CD' Aldehyde-Induced DNA Damage ELISA Kit (Ethenocytidine Quantitation) is a competitive enzyme immunoassay developed for rapid detection and quantitation of ethenocytidine in any DNA sample. The quantity of ethenocytidine in an unknown sample is determined by comparing its absorbance respectively with that of a known Ethenocytidine standard curve.
Contents of Kit
1. 96-well Etheno DNA Coated Plate: One strip well 96-well plate.
2. Anti-Ethenocytidine Antibody: One 10 µL vial of anti-ethenocytidine.
3. Secondary Antibody, HRP Conjugate: One 50 µL vial.
4. Assay Diluent: One 50 mL bottle.
5. 10X Wash Buffer: One 100 mL bottle.
6. Substrate Solution: One 12 mL amber bottle.
7. Stop Solution: One 12 mL bottle.
8. Ethenocytidine Standard: One 100 µL vial of 4 mM Ethenocytidine in 1X TE Buffer.

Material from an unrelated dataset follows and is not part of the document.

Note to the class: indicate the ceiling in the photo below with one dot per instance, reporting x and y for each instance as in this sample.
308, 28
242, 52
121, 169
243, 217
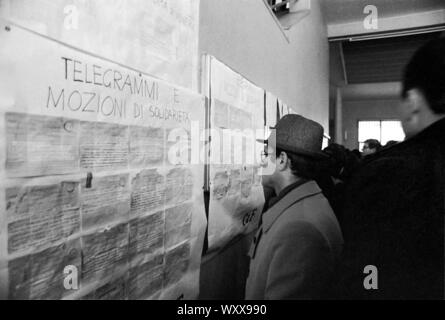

Oxidation of phospholipids can lead to the formation of lipid hydroperoxides. These resulting shortlived hydroperoxides can either be converted to inert fatty acid alcohols, or can react with metals to form aldehydes such as malondialdehyde (MDA), 4-hydroxynonenal (HNE), acrolein, and crotonaldehyde. These aldehydes (which can also be formed through exposure to carcinogenic substances such as urethane or vinyl chloride) can damage DNA resulting in the formation of 4 major etheno adducts: 1,N6-ethenodeoxyadenosine, 3,N4-ethenodeoxycytidine, N2,3-ethenodeoxyguanosine, and 1,N2-ethenodeoxyguanosine. The presence of etheno bases mainly lead to base pair substitution mutations. The 1,N6-ethenodeoxyadenosine base can cause AT to TA or AT to CG transversions, as well as AT to GC transitions, while the 3,N4-ethenodeoxycytidine base can cause CG to TA transitions as well as CG to AT transversions. The level of etheno damage has been shown to increase during conditions of oxidative stress, such as in the presence of nitric oxide overproduction.